You are viewing documentation for version 2 of the AWS SDK for Ruby. Version 3 documentation can be found here.

Class: Aws::SageMaker::Types::StoppingCondition

Inherits:
Struct
  • Object
show all
Defined in:
(unknown)

Overview

Note:

When passing StoppingCondition as input to an Aws::Client method, you can use a vanilla Hash:

{
  max_runtime_in_seconds: 1,
}

Specifies a limit to how long a model training or compilation job can run. When the job reaches the time limit, Amazon SageMaker ends the training or compilation job. Use this API to cap model training costs.

To stop a job, Amazon SageMaker sends the algorithm the SIGTERM signal, which delays job termination for 120 seconds. Algorithms can use this 120-second window to save the model artifacts, so the results of training are not lost.
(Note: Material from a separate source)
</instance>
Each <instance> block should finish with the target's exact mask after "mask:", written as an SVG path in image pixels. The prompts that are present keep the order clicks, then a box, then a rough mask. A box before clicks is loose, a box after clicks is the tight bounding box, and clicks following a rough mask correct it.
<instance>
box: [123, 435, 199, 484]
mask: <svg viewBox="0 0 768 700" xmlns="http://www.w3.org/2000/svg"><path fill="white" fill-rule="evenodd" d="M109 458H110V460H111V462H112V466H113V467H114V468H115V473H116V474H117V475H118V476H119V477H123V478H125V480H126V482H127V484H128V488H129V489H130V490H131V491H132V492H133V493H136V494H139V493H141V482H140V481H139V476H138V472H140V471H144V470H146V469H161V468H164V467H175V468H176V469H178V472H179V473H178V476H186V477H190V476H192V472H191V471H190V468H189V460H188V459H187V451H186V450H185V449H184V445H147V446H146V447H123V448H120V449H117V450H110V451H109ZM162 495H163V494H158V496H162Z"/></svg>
The training algorithms provided by Amazon SageMaker automatically save the intermediate results of a model training job when possible. This attempt to save artifacts is only a best effort case as model might not be in a state from which it can be saved. For example, if training has just started, the model might not be ready to save. When saved, this intermediate data is a valid model artifact. You can use it to create a model with CreateModel.

The Neural Topic Model (NTM) currently does not support saving intermediate model artifacts. When training NTMs, make sure that the maximum runtime is sufficient for the training job to complete.

Returned by:

Instance Attribute Summary collapse

Instance Attribute Details

#max_runtime_in_secondsInteger

The maximum length of time, in seconds, that the training or compilation job can run. If job does not complete during this time, Amazon SageMaker ends the job. If value is not specified, default value is 1 day. The maximum value is 28 days.

Returns:

  • (Integer)

    The maximum length of time, in seconds, that the training or compilation job can run.